Member Patrick Kelly of Centreville, MD writes: my first musical experience was…Liberace’ at the Painter’s Mill Music Hall. I was a little kid and my parents wanted to instill some exposure to more classical arts and, my Mom being a huge classical music enthusiast since childhood, felt this would be a worthwhile effort. No, it’s not classical music per se but over the years the significance of that evening has proved a touchstone to thinking outside the box.
Mom grew up in coal-country Morgantown, West Virginia…daughter of a coal miner barely scraping by when she got a part time job at the local grocer. I still have pics of her as a little girl in her ONE dress she owned and rag-doll…yes, it was mostly rags. The shop owner was a classical music enthusiast and when she heard it…it was the most beautiful thing she ever heard and was a fan for life. She wanted me to have one of those “wow” experiences, and face it, Liberace’ was a REAL experience.

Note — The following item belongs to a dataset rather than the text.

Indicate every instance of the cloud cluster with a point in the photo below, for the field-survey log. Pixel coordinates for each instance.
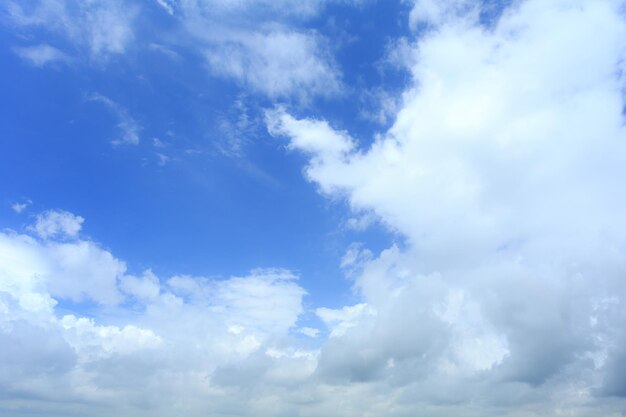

I’ve explored many musical tastes over the years, from blues and bluegrass to a long-time deep love of most extreme and popular heavy metal and still love them all. But strangely enough classical-style was at the start and where I’ve returned now turning 50 yrs old. I owe much of this to Mom and Dad dragging me to see Liberace’ as a kid…and endearing the appreciation of classical music today and my continued sponsorship of WBJC. I owe all this to Mom, and I annually subscribe in her memory and eternal thanks, love and gratitude.
Is there a dark and tragic side? Yes; that of my Dad being handicapped with damaged hearing after a bout of scarlet fever as a child; he could never hear the beauty of classical music especially in his final days when I was to learn he was entirely deaf, so Mom had to instill the arts for BOTH of them.
Member Andy Kochis writes: I was maybe 8 to 10 years old. My parents took my brother and me to see family in the Boston area from where we lived in Maine. We first visited my aunt and uncle in Brighton. My uncle, an amazing man who came to the United States with only $7.00 in his pocket, and who left his only possession, a goat, behind when he boarded the ship for the journey. He was loving and kind and jovial. Self-taught, he was a founder of the Boston Ethical Society and played violin in the Boston Symphony Orchestra. He looked at us kids (my brother was about a year younger than me), and said, “Would you like to hear a violin cry?” He started to play the sweetest, sadder, and saddest notes — not even a melody — you could ever hear. Tears streamed down my face. I’ll be 70 years old this year and that day in Brighton will never be forgotten.